I usually noarchive pages with sale prices on them - that's the extent of my current concern.
|That's the extent of my current concern. |
tedster, I'm surprised! I think we get too busy working with all the "other challenges" and overlook a few that may be potentially damaging in the long term.
I'd really like to discuss the concepts of Cache Surfing, Corporate Intellgence, Personal Snooping, etc. That cache "looks" like poison to me and I'm using noarchive again on almost everything. I feel safer for some reason and I need for my peers to tell me why I'm feeling that way. ;)
That cache does not serve my site visitor at all, none whatsoever. That would be my main reason for not allowing content to be cached, they don't click those cache links.
Now, if the above is the case, who then is using that cache and for what purpose? How was I able to gain access to some stuff that I should not have had access to through cache? This was stuff that should have been behind a login. Maybe a potential vulnerability within the site that was cached?
I have all sorts of questions about this because I believe that Google cache is poison for websites. It is being scraped, regurgitated, redirected, cloaked, you name it. So why would I as a website owner want to allow that to happen?
Also, what happens if you have a bad data push and don't realize it until it is too late. You surely don't want that being cached, do you?
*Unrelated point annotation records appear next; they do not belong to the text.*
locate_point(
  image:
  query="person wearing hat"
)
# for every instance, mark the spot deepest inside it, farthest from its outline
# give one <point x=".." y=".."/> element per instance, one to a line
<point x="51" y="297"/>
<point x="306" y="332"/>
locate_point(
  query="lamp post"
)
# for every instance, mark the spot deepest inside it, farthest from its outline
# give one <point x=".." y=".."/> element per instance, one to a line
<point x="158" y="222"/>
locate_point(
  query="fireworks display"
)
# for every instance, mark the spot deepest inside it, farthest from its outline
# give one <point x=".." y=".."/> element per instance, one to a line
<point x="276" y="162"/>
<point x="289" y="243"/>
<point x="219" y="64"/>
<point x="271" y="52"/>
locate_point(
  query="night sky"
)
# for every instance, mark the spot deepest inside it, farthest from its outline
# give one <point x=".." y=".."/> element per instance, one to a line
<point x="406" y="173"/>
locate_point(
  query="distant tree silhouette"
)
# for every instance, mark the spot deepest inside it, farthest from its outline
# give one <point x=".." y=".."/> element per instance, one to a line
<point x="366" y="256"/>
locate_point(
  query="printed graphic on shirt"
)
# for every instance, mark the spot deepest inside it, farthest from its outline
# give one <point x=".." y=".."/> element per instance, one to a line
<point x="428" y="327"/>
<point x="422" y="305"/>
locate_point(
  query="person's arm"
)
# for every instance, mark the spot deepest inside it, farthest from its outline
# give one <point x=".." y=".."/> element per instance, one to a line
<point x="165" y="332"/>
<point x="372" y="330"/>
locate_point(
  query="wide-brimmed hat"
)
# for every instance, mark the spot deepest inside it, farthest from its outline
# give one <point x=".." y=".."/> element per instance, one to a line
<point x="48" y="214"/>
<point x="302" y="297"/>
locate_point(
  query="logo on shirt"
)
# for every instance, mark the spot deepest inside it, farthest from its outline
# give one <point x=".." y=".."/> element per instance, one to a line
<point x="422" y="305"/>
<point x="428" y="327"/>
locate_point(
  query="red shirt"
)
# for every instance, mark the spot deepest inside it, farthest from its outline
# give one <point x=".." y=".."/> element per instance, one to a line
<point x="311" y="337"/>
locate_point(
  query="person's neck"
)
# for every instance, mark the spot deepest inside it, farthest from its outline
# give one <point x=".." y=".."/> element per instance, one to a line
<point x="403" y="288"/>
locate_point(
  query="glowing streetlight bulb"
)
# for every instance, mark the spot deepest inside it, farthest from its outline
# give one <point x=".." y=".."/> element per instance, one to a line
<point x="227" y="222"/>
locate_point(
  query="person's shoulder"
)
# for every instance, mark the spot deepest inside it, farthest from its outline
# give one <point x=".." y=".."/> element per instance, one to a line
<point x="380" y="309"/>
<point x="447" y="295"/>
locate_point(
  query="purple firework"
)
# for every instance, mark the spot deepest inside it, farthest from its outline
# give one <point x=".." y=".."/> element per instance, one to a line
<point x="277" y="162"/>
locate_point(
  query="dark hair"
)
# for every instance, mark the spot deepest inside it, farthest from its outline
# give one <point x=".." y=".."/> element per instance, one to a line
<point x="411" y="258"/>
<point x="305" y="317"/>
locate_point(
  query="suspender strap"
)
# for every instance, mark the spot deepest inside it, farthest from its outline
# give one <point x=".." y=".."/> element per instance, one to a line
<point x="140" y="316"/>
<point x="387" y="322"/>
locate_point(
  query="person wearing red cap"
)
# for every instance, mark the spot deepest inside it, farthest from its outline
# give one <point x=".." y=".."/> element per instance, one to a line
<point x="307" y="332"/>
I need some help further understanding this. I'm traveling into the abyss, I know...
I too want to hear more on this as Brett suggested it as well.
[webmasterworld.com...] I can see some possible issues but need to futher understand the negative side of a cached page issue. Other than the just dad data showing.
I'm not too certain we are going to see much "in-depth" discussion on the potential risks of Google cache or any cache for that matter, this just doesn't apply to Google. That would be giving away a bit too much information.
I've come across some information that shows me exactly what Google cache "may" be used for. Heck, there are tools all over the place to surf the cache. Something ain't right there. And, I think the best suggestion is to add this to all pages if you just want to "feel safe" from it all. ;)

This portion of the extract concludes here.